CNN  — 

A British-flagged ship owned by a Swedish company was seized by Iran last week. Caught in the middle are 23 seamen who have nothing to do with any of the three countries.

The current crisis in the Strait of Hormuz has put a spotlight on the murky world of international shipping, where shipowners can register and re-register their vessels within minutes, turning their crews into pawns in a game of diplomatic chess.

“If you’ve got a credit card, and you’ve got 15 minutes, you can re-register your ship under any flag you want,” said Michael Roe, a professor of maritime and logistics policy at the University of Plymouth.

Under marine laws, every merchant ship has to be registered with one country. While the UN Convention on the High Seas says a vessel should have “a genuine” link with its flag state, current rules allow ships to sail under almost any flag regardless of their ownership, as long as they pay the registration fee. This is known in the shipping industry as a “flag of convenience.”

That roughly 40% of the global fleet is registered in Panama, Liberia and the Marshall Islands – three countries that together own just 169 ships – shows how common the practice is.

“Without being too insulting, these are totally irrelevant countries when it comes to shipping, except they’ve got cheap flags with low standards of regulation,” Roe said.

The crew of the UK-flagged tanker Stena Impero got caught up in the middle of a diplomatic spat.

Registration decisions are mostly driven by commercial reasons.

“One way to reduce costs is to choose a flag like Mongolia,” Roe said. “It’s got no coast, no ports, no real direct relevance to shipping, but it offers a flag that’s cheap and low standards, therefore it is good for shipowners.”

According to the United Nations Conference on Trade and Development, 265 vessels with a total cargo capacity of 664,000 tons are sailing under the Mongolian flag.

It works the other way too. Greece, a shipping superpower that owns the largest fleet in the world, is sailing most of its ships under a foreign flag, because shipowners want to avoid Greece’s high tax rates.

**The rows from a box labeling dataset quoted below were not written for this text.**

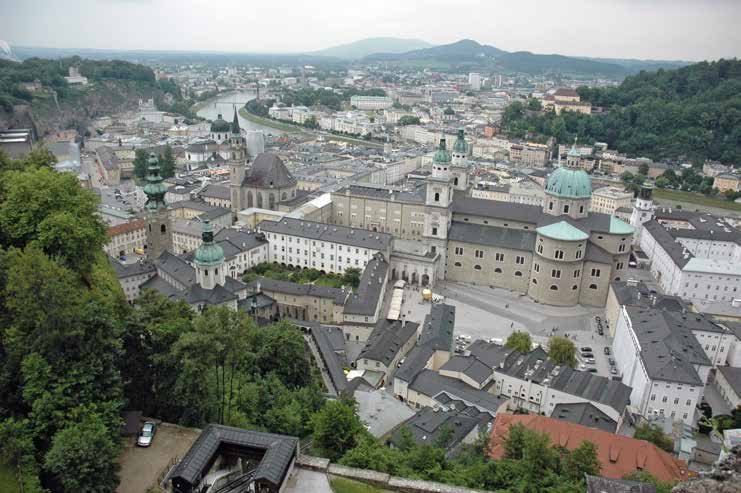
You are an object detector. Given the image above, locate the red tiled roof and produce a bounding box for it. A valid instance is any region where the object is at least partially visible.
[490,414,688,481]
[106,219,146,237]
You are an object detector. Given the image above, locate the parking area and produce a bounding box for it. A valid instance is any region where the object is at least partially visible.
[116,423,200,493]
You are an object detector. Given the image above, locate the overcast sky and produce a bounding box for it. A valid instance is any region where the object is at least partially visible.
[0,0,741,60]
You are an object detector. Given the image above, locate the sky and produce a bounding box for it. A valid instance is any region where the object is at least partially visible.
[0,0,741,60]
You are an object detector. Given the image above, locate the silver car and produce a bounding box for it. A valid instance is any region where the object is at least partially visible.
[136,421,157,447]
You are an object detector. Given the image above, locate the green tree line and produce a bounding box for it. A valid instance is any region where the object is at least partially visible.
[502,59,741,165]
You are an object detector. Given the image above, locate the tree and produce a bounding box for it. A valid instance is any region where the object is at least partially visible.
[134,149,149,180]
[548,336,576,368]
[312,399,365,460]
[504,330,533,353]
[633,422,674,453]
[396,115,420,127]
[44,414,120,493]
[563,440,602,482]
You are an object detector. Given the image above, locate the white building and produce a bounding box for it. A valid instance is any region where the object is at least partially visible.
[350,96,394,110]
[612,306,712,425]
[258,218,393,274]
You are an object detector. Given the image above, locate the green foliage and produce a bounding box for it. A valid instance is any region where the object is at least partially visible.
[504,330,533,353]
[242,262,362,289]
[502,60,741,165]
[312,399,366,460]
[44,414,120,493]
[633,422,674,453]
[623,471,678,493]
[397,115,419,127]
[0,167,107,273]
[548,336,576,368]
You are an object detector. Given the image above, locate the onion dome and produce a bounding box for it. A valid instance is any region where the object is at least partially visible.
[195,219,224,266]
[545,168,592,199]
[211,113,231,132]
[144,152,167,210]
[432,137,452,164]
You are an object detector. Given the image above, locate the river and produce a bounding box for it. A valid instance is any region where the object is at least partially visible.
[197,91,283,135]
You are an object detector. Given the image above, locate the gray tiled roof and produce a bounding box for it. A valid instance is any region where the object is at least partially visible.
[718,366,741,396]
[551,402,617,433]
[170,424,298,486]
[358,319,419,367]
[242,152,296,188]
[258,218,393,251]
[345,253,389,316]
[440,355,493,384]
[448,221,536,251]
[625,306,712,386]
[198,183,232,200]
[247,277,348,305]
[453,194,543,224]
[497,348,631,414]
[409,370,506,415]
[643,219,694,269]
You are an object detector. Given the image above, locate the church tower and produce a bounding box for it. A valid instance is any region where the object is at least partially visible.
[195,219,226,289]
[630,183,654,244]
[450,128,468,190]
[424,137,453,278]
[144,153,172,259]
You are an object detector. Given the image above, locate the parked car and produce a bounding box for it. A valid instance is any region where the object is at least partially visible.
[136,421,157,447]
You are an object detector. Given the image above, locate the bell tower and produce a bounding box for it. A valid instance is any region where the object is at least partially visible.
[144,153,172,259]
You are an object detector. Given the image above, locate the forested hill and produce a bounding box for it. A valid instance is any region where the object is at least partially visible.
[502,59,741,166]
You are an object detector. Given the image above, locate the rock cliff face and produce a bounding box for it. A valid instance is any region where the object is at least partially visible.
[672,445,741,493]
[0,80,162,137]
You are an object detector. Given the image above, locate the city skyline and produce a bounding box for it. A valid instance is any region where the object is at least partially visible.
[0,0,741,60]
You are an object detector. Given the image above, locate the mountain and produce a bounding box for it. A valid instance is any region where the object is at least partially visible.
[365,39,629,77]
[310,38,432,59]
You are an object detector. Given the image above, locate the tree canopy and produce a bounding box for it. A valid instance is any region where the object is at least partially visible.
[502,59,741,166]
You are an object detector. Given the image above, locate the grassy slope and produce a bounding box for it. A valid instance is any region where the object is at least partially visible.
[330,477,393,493]
[654,189,741,211]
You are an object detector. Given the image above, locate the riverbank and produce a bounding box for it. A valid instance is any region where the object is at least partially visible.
[239,108,383,148]
[653,188,741,213]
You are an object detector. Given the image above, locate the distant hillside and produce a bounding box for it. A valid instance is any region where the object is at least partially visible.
[365,39,628,77]
[310,38,432,59]
[502,60,741,166]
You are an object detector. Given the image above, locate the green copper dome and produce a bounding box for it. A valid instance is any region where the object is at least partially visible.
[196,219,224,265]
[453,128,468,154]
[432,137,452,164]
[545,168,592,199]
[144,152,167,210]
[211,113,231,132]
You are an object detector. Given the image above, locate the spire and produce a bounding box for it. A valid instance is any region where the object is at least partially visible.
[232,105,240,134]
[144,152,167,210]
[195,219,224,265]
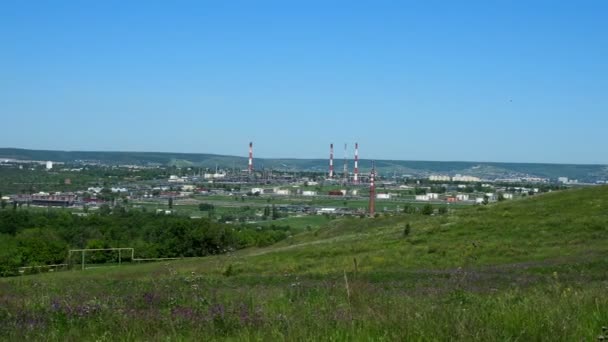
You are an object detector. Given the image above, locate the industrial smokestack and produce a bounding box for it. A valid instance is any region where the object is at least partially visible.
[248,142,253,174]
[329,144,334,178]
[369,161,376,217]
[353,143,359,184]
[342,143,348,183]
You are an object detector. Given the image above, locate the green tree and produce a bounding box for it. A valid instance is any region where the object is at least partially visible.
[272,204,279,220]
[263,206,270,220]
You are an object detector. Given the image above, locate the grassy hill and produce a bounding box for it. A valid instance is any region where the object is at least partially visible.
[0,187,608,341]
[0,148,608,182]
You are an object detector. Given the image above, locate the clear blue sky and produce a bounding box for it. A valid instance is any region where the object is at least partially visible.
[0,0,608,164]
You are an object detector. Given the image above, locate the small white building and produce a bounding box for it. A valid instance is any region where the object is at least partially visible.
[317,208,336,214]
[452,175,481,182]
[429,175,451,182]
[251,188,264,195]
[87,188,103,194]
[456,194,469,201]
[426,192,439,200]
[203,172,226,179]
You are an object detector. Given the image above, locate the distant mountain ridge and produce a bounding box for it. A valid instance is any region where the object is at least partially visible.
[0,148,608,182]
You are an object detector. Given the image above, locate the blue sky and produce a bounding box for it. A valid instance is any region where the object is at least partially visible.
[0,0,608,164]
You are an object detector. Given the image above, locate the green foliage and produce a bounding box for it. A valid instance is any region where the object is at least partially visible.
[0,209,289,273]
[0,187,608,341]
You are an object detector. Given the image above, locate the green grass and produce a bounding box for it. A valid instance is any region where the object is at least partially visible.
[0,187,608,341]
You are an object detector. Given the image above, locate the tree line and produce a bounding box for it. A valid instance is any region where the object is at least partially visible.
[0,208,290,276]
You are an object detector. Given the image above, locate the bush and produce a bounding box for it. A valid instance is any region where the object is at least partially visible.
[403,222,412,237]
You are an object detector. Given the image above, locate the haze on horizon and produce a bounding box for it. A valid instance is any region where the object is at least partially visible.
[0,1,608,164]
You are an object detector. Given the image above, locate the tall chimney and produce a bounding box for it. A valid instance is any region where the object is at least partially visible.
[329,144,334,178]
[353,143,359,184]
[249,142,253,174]
[369,161,376,217]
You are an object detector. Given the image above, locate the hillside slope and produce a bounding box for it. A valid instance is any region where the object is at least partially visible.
[0,187,608,341]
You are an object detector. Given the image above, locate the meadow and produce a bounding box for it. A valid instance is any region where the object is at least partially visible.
[0,187,608,341]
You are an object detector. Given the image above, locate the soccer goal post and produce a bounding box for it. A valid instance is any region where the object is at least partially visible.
[68,247,135,270]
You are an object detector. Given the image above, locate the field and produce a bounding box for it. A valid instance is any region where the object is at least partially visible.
[0,187,608,341]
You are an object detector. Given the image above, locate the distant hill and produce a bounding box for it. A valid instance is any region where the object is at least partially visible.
[0,148,608,182]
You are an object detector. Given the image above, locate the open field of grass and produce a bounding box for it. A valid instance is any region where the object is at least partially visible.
[0,187,608,341]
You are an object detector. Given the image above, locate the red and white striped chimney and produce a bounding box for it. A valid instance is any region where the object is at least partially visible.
[329,144,334,178]
[369,161,376,217]
[249,142,253,173]
[353,143,359,184]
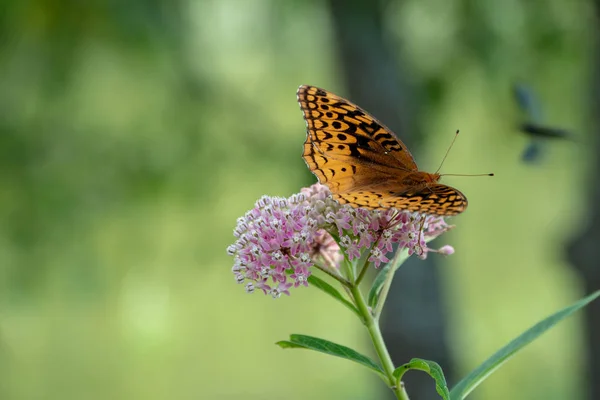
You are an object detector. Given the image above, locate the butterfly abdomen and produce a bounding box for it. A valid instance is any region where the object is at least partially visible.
[401,171,440,186]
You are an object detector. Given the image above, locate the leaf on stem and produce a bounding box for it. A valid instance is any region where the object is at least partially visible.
[275,334,384,377]
[394,358,450,400]
[308,275,360,317]
[450,290,600,400]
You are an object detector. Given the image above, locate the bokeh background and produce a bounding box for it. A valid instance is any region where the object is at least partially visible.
[0,0,597,400]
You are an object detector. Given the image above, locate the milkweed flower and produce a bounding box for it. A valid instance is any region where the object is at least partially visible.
[227,184,451,298]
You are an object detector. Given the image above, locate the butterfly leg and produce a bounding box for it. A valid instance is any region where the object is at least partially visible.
[415,214,427,256]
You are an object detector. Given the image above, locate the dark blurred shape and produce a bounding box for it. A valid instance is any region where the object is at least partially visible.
[329,0,455,400]
[513,83,573,163]
[566,0,600,400]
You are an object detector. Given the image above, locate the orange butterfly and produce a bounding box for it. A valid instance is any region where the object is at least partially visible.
[298,85,467,216]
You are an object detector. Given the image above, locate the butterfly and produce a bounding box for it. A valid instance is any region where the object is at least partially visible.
[297,85,467,216]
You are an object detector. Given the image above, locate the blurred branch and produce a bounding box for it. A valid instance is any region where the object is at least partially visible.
[329,0,454,399]
[567,0,600,400]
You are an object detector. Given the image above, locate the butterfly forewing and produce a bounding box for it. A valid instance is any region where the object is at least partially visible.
[298,85,417,171]
[298,85,467,215]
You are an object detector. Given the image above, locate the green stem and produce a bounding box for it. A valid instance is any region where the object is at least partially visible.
[314,264,351,287]
[350,286,409,400]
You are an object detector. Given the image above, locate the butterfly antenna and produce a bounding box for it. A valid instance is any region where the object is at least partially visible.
[435,129,459,174]
[435,129,494,176]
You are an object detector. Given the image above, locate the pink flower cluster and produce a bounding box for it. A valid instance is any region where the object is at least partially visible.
[227,184,453,298]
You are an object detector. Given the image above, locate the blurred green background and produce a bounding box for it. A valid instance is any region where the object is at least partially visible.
[0,0,593,399]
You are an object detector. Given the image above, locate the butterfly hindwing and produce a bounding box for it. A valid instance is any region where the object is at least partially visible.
[333,183,468,216]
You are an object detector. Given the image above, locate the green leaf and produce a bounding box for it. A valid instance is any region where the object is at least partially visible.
[308,275,360,317]
[450,290,600,400]
[394,358,450,400]
[275,335,384,377]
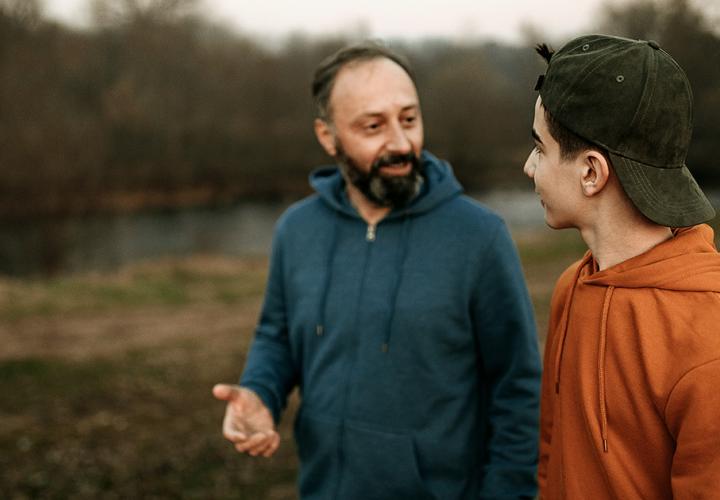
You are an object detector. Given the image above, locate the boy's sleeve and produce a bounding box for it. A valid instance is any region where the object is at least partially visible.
[665,359,720,499]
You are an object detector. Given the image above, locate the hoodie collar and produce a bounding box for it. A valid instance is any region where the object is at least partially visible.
[580,224,720,292]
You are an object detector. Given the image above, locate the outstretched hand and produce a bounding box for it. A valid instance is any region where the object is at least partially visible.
[213,384,280,457]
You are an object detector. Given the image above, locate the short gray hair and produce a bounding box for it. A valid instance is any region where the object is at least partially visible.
[312,41,415,121]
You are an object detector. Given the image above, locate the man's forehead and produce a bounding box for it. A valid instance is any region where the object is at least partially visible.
[330,58,418,112]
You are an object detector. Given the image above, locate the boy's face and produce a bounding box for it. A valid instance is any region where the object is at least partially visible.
[523,97,584,229]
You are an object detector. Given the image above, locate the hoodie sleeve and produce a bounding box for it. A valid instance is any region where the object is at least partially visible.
[665,359,720,499]
[240,223,297,424]
[474,223,540,499]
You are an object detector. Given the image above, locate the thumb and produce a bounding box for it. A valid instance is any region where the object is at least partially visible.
[213,384,240,401]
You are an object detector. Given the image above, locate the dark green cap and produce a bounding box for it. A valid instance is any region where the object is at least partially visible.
[538,35,715,227]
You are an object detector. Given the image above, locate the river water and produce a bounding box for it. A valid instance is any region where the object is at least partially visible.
[0,189,720,276]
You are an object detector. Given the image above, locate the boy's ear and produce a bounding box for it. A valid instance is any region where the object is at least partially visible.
[580,149,610,196]
[313,118,337,157]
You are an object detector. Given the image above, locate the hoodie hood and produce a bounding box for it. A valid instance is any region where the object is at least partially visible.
[310,151,462,218]
[580,224,720,292]
[554,224,720,460]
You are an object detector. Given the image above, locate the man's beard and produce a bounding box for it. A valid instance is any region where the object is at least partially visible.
[335,141,423,208]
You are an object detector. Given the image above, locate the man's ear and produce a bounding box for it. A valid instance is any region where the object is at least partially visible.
[580,149,610,196]
[314,118,337,157]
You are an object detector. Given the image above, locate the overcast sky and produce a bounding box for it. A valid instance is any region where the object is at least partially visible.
[43,0,720,42]
[44,0,622,41]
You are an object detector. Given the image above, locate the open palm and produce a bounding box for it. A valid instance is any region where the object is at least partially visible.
[213,384,280,457]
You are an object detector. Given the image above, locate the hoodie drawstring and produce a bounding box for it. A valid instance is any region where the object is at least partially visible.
[381,213,410,352]
[598,286,615,453]
[315,220,338,337]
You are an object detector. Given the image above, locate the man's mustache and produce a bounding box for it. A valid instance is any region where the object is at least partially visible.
[371,152,420,171]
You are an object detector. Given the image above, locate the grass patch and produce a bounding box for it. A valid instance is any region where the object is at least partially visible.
[0,258,267,320]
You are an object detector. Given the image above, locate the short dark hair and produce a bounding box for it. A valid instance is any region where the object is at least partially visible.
[543,107,610,164]
[535,43,612,165]
[312,41,415,120]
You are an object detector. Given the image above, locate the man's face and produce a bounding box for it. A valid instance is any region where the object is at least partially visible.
[523,97,583,229]
[321,58,423,206]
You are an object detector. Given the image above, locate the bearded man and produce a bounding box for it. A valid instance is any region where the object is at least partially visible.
[214,44,540,500]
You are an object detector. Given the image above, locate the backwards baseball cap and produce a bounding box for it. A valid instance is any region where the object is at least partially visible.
[535,35,715,227]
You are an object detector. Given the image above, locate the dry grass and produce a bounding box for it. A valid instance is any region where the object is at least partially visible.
[0,230,583,500]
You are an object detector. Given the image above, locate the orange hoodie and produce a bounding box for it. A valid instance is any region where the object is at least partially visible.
[538,225,720,500]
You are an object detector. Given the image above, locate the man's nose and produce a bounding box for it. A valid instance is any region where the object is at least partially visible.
[386,123,412,154]
[523,149,537,179]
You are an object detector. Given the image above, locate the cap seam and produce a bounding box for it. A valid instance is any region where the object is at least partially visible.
[623,158,704,215]
[547,43,624,115]
[618,44,657,149]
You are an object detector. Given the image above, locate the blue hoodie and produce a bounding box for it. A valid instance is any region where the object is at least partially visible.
[241,152,540,500]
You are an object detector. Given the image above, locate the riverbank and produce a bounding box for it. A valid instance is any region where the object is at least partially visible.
[0,229,688,500]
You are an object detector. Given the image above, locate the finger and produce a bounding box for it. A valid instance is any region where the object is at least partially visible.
[213,384,240,401]
[262,433,280,458]
[235,432,270,453]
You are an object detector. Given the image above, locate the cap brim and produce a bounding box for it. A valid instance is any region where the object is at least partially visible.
[609,153,715,227]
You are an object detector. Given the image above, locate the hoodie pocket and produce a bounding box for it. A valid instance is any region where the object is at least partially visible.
[295,412,340,500]
[338,423,435,500]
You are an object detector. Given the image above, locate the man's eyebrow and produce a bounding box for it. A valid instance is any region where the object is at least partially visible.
[532,129,542,144]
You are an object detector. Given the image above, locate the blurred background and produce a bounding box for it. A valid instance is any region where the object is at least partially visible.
[0,0,720,499]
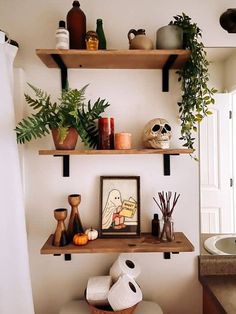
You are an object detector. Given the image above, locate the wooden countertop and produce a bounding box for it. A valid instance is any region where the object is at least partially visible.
[199,275,236,314]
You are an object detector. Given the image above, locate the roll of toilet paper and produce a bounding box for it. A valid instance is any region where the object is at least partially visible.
[110,254,140,282]
[86,276,112,305]
[108,275,143,311]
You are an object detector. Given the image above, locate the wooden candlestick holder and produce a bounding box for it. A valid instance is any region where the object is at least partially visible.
[53,208,68,246]
[67,194,84,241]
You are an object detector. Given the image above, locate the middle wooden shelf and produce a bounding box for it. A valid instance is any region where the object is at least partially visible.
[40,232,194,254]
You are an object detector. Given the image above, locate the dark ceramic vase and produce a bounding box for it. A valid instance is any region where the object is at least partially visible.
[67,194,84,241]
[53,208,68,246]
[51,128,78,150]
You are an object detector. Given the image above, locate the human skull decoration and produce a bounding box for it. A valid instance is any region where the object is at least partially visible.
[143,118,172,149]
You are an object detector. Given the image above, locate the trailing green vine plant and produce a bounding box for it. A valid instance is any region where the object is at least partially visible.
[15,84,110,148]
[170,13,217,149]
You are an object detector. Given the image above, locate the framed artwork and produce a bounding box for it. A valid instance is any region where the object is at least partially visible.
[100,176,140,238]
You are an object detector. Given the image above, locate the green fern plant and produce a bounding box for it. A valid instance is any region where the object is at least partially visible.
[15,84,110,148]
[170,13,217,149]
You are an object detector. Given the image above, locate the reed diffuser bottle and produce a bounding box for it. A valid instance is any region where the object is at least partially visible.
[66,0,86,49]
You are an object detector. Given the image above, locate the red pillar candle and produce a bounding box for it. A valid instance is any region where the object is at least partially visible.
[115,132,131,149]
[98,118,114,149]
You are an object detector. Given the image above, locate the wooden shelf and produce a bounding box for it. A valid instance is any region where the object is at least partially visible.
[39,148,193,177]
[39,148,193,156]
[36,49,190,69]
[40,232,194,255]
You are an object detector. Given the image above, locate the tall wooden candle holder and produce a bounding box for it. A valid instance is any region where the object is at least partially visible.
[53,208,68,246]
[67,194,84,241]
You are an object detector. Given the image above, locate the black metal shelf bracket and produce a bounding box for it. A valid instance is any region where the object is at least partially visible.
[162,55,178,92]
[53,254,71,261]
[163,154,179,176]
[51,54,68,90]
[54,155,70,177]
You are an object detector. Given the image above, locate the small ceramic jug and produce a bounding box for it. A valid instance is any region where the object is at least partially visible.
[156,25,183,49]
[127,29,153,50]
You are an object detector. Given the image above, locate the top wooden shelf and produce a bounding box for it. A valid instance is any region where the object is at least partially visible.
[39,148,193,156]
[36,49,190,69]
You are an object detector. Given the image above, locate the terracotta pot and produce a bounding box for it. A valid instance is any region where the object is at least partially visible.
[51,128,78,149]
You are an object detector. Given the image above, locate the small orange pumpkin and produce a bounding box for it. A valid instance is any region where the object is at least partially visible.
[73,233,88,245]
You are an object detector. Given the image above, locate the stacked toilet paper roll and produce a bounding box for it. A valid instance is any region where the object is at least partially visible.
[110,254,140,282]
[108,275,142,311]
[86,276,112,305]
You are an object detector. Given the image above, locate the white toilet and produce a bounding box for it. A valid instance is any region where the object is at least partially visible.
[59,300,163,314]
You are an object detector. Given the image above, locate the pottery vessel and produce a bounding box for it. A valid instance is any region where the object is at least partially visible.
[51,128,78,150]
[156,25,183,49]
[127,29,153,50]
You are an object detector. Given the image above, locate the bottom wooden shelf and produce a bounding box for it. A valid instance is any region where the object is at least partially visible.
[40,232,194,255]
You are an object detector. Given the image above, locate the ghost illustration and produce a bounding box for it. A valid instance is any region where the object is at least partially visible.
[102,190,122,229]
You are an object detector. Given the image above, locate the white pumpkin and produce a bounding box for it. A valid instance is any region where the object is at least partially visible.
[85,227,98,241]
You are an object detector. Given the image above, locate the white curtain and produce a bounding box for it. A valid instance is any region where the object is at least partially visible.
[0,43,34,314]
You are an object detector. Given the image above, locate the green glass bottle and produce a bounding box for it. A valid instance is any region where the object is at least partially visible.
[96,19,107,49]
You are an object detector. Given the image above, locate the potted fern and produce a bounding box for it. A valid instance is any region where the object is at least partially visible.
[15,84,109,149]
[170,13,217,149]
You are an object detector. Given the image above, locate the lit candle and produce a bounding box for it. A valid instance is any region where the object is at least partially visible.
[115,132,131,149]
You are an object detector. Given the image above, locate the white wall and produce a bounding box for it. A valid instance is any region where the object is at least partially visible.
[0,0,235,314]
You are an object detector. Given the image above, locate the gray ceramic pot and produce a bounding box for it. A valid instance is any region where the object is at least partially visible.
[156,25,183,49]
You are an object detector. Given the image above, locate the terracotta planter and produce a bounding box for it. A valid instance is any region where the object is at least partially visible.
[51,128,78,149]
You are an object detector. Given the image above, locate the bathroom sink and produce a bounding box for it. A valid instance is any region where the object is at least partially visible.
[204,234,236,255]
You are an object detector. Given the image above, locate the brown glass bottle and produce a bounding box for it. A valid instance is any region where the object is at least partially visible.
[66,0,86,49]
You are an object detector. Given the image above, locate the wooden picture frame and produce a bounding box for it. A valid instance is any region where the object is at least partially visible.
[100,176,140,238]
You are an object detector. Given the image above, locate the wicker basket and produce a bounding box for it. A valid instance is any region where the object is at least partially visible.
[85,298,138,314]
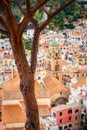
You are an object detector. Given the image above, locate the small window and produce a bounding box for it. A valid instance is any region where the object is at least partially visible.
[53,112,56,117]
[60,119,62,123]
[60,112,62,116]
[75,109,79,113]
[68,109,72,114]
[75,116,78,120]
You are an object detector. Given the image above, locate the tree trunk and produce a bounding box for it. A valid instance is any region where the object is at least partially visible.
[10,35,39,130]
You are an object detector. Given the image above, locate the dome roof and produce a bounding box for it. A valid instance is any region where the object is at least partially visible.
[50,40,58,46]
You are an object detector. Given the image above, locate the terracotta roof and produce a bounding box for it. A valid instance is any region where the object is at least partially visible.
[78,69,86,73]
[3,75,50,100]
[2,104,25,124]
[59,59,68,69]
[43,75,69,95]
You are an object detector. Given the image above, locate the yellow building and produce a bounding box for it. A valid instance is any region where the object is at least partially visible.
[46,41,60,79]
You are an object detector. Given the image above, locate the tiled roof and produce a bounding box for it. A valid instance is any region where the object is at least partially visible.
[43,75,69,95]
[2,104,25,124]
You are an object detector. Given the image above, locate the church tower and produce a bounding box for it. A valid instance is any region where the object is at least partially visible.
[46,41,60,79]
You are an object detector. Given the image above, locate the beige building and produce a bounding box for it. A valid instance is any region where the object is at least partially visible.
[46,41,61,79]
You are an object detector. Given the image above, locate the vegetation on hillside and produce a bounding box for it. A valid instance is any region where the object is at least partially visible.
[49,2,87,30]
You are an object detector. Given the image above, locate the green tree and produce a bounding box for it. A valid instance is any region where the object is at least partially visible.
[0,0,75,130]
[82,116,87,130]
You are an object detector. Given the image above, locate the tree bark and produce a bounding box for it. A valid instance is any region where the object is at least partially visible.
[10,35,39,130]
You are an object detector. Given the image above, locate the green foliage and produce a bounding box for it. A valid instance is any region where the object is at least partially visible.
[82,116,87,130]
[23,38,32,50]
[49,0,87,30]
[35,10,43,21]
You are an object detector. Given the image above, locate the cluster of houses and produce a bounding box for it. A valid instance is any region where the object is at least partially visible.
[0,19,87,130]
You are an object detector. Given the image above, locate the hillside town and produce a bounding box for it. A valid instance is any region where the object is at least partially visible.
[0,19,87,130]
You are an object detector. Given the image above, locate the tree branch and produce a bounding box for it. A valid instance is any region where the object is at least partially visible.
[12,0,26,15]
[26,0,31,11]
[0,15,8,30]
[0,29,9,36]
[31,18,39,27]
[18,0,48,35]
[31,28,40,73]
[39,0,76,31]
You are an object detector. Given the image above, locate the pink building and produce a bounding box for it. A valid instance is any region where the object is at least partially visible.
[52,103,81,130]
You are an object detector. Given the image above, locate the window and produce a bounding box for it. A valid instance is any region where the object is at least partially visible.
[69,124,72,127]
[60,92,62,95]
[60,126,62,130]
[53,112,56,117]
[60,112,62,116]
[69,116,71,120]
[60,119,62,123]
[64,126,67,129]
[75,116,78,120]
[75,109,79,113]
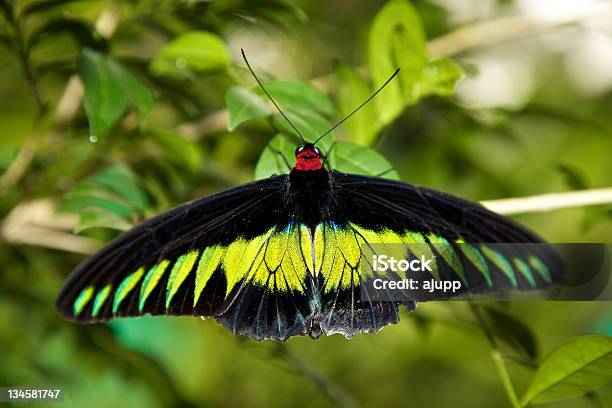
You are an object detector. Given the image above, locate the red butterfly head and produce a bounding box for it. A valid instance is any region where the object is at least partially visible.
[295,143,323,171]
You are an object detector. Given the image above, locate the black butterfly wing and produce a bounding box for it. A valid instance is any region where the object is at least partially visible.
[57,176,320,340]
[315,172,563,337]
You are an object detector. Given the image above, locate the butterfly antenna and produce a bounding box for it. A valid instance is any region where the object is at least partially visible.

Having a large flag is prestigious, but also lucrative, which is why countries compete fiercely for ships to register with them.

“It’s quite common for shipping companies to shop around for a flag which suits them,” said Richard Coles, senior research fellow at the Institute of Maritime Law at the University of Southampton.

Coles, a long-time shipping lawyer, said the term “flag of convenience” is considered somewhat derogatory in the shipping industry, because under international conventions, every ship has to comply with common safety, environmental and labor law standards, regardless of its flag.

“Now here is the rub,” Coles said. “A British-flagged vessel or an American-flagged, these are flag states that rigorously enforce their safety rules, whereas if you have a small Caribbean island which doesn’t have a large civil service and the means of enforcing the rules, obviously, the standards are not likely to be as good,” he said.

But the flag decision can have a huge impact on crews. Stena Impero, the Swedish-owned tanker that was seized in Iran last week, was almost certainly targeted because if was flying the British flag.

Iran captured the vessel as a tit-for-tat after its own tanker was detained in Gibraltar because it was carrying Iranian oil to Syria in breach of EU sanctions.

The crew aboard Stena Impero comes from India, the Philippines, Russia and Latvia, countries that are mostly not involved in the current spat between the Iranians and the West.

It’s a fairly typical makeup: India, Russia and the Philippines are among the top five countries with the highest numbers of seafarers.

David Heindel, the chair of the seafarers section at the International Transport Workers’ Federation (ITWF), said the risk crews are facing in the Strait of Hormuz is “totally unacceptable.”